Tag Archives: The Blue door

Some Thoughts on Seeing John Baumann Live at The Blue Door

My 2018 live music New Year’s resolution continued on Friday, (Jan. 19th), when I had the opportunity to see John Baumann live at The Blue Door, a great little listening room in Oklahoma City. I reviewed a Jason Eady show there last April, and I was excited to return to the venue.

I hadn’t known beforehand that this would be an acoustic show, but in a room like this, and with songwriting like that of Baumann, this turned out to be a very welcome thing. It became a really cool, intimate performance. Some of his songs are actually even better suited for this type of show. “Turquoise,” for example, already a highlight of his latest record Proving Grounds, actually sounded better stripped back with just the vocals and acoustic guitars. It takes a certain caliber of songwriting to be able to pull off this type of thing without it becoming “samey,” and John Baumann’s certainly qualifies.

But it wasn’t all the slow, thoughtful numbers you might expect from a show like this. There were nice lighter moments in songs like ‘bible Belt,” a story of growing up in the South and the first song Baumann says he felt like they wrote, and “Holding it Down,” a fun ode to Texas that he remarked should have been taken off the set list for a show in Oklahoma. There were also many breaks for humorous stories, like the inevitable butchering of his last name by concert promoters and his band’s fondness for puzzles. That ability to engage with the audience is great in any live setting, but it especially works at The Blue Door and listening rooms like it because in a small, intimate setting like this, it’s like John Baumann’s just gotten out his guitar and started performing in your living room. And why wouldn’t the guy performing informally in your living room take some breaks to talk about puzzles and Farkle?

I’ve seen two very different shows in two very different settings so far this year, and each one offered unique things to appreciate about live music. I’m only two into what will hopefully be at least twelve shows this year, but I’m already finding a deeper appreciation for the art of live music from these artists. Thanks, John Baumann, for another great live show to add to my 2018 concert series.

Best Live Acoustic Songs: “Turquoise,” “Here I Come,” “Bible Belt,” “Midland”

So Yeah, Put Seeing Jason Eady Live at the Top of Your List

So I had the opportunity to see Jason Eady at his album release show Friday in OKC at a cool little listening room called The Blue door, and I thought it was worth highlighting here.

This is indirectly going to be an endorsement of the blue door as well as Jason Eady because in order to explain the intimacy of this setting, I have to explain The Blue door. It’s known as “the best listening room in Oklahoma,” and that’s what you’re getting–it’s not a bar or a club or something where they play some live music and you get some drinks and maybe dance, it’s a room that holds about a hundred people, and it’s made for, yeah, listening. IN fact, this listening room is well-known as a “BYOB establishment,” and it’s perfectly normal to see people walking into The Blue door with ice chests and YETI cups. But it’s this laidback, intimate atmosphere that really lets Jason Eady’s mellow, thoughtful type of songwriting shine.

That’s not to say the whole night was mellow and laidback. In fact, much of it was quite upbeat, from the opener, “drive” from Eady’s new record to older songs like “Go Down Moses and “Back to Jackson.” But it’s in a setting like this where songs like “Barabbas” and “Black Jesus” really hit you, and where you can hear all the personal implications for Jason in songs like “Not Too Loud” and “Forty Years.” Eady told us he’d do every song on his new self-titled album, and he delivered, along with quite a few older ones from other albums and covers of Guy Clark and Merle Haggard. He even ended the night with a bluegrass song completely stripped down and allowing the listening room to fully live up to its name because, as Eady stated, “not every place is like this.” at that point, it wasn’t like he was on a stage singing for us; it was pretty much like Jason Eady was just sitting around in the living room with his guitar, and we were all singing along together.

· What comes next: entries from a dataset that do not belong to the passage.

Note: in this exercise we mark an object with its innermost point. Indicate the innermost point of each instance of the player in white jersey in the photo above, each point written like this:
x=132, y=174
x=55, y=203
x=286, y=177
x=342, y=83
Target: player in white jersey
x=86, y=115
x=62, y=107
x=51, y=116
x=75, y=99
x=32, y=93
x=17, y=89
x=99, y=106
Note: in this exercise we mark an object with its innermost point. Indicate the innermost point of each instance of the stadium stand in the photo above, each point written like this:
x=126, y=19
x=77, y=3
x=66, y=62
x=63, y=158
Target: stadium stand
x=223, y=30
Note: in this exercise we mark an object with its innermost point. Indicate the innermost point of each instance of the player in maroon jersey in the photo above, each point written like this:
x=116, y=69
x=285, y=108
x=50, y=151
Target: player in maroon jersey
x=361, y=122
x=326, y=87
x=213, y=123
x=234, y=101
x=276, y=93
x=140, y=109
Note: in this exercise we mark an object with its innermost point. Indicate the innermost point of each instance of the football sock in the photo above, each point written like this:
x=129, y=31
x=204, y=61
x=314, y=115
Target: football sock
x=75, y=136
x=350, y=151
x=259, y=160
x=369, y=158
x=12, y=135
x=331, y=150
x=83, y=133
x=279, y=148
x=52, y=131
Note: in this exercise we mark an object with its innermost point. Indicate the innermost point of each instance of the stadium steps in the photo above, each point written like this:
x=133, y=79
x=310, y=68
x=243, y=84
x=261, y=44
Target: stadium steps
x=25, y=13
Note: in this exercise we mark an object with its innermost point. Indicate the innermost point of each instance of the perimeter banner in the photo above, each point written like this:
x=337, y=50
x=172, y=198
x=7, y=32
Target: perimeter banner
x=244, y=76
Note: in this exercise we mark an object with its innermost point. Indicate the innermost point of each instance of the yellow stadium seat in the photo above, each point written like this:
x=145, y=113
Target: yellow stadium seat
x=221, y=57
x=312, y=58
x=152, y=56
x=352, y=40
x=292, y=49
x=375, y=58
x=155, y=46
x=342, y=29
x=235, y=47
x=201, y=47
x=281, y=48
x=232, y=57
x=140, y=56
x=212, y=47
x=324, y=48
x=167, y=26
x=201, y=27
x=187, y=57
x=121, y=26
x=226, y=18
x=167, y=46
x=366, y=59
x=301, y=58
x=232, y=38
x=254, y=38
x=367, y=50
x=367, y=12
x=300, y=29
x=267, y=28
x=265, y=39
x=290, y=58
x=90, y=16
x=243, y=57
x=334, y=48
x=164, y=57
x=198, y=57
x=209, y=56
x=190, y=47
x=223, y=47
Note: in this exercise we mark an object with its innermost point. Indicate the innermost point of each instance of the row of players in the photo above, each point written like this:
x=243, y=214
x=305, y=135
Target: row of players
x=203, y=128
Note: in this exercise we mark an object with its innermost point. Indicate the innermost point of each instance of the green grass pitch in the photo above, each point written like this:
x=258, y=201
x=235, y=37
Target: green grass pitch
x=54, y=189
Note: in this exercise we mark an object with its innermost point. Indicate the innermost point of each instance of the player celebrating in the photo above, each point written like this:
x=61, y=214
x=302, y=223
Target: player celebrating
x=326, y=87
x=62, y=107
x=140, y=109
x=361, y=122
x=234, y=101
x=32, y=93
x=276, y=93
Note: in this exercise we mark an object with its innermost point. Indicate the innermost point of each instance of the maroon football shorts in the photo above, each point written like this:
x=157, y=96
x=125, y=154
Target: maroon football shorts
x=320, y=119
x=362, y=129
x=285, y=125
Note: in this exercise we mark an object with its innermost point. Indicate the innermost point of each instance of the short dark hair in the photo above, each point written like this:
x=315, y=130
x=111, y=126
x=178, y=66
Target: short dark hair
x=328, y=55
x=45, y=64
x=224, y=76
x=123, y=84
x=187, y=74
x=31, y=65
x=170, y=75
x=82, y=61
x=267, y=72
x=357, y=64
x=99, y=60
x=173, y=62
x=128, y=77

I don’t want to speak too much about this or get into a long review, as it were, it’s just something I had to write about because you have to make it a point to see Jason Eady if you can. I can’t really pick a highlight of the night either, and that’s simply because the entirety of it was that brilliant. This is one of the best live music experiences you will be giving yourself, and I have to say I’m thankful to be here in Oklahoma where it will probably be easier to see him again. And while we’re on the subject, I’m going back to The Blue door too because let me tell you, that is one of Oklahoma’s best-kept secrets.